The Committee's scope includes:

  • The assignment and use of telephone numbers and electronic addresses, including unlisted numbers (silent lines), CLI/CND and the Integrated Public Number Database (IPND)
  • The use of cookies, weblogs and other devices and techniques for monitoring online behaviour, and uses including online behavioural advertising.
  • Alternatives to point to point real time communications such as VOIP, Skype etc.
  • Online conferencing or asynchronous group liaison over telecommunications (including Internet Relay Chat (IRC), wikis and related services.
  • The use of biometric technologies in telecommunications - in particular voice recognition and face recognition.
  • Unsolicited email (Spam)
  • Online payment systems
  • Technologies for geo-location and identification based on telecommunications usage
  • Identification and authorisation for use of telecommunications, including the potential for anonymous and pseudonymous communications.
  • Emergency management requirements in relation to telecommunications and specifically powers relating to requirements for identification and powers to access traffic data and content of communications..
  • Law enforcement and national security agency requirements in relation to telecommunications and specifically powers relating to requirements for identification and powers to access traffic data and content of communications.

The TIC monitors the effect of the legislation in these areas, and any proposals for changes to them, especially the Telecommunications Act, Telecommunications (Interception and Access) Act, the Spam Act, and Do Not Call Register Act.

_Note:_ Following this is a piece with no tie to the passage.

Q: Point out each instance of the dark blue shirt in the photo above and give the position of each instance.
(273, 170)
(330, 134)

The TIC also monitors the activities of the primary regulators, in
particular the ACMA and the TIO, as well as the OAIC/Privacy Commissioner.

Technical Committee - Chair: (Dr) Liam Pomfret, @LiamPomfret

The Committee supports the Board in relation to electronic tools used by the Board and the APF generally, including the web-site, email-aliases, e-lists, the archive of privacy-list postings, backup and recovery, conferencing facilities, collaborative authoring tools, and social media activities.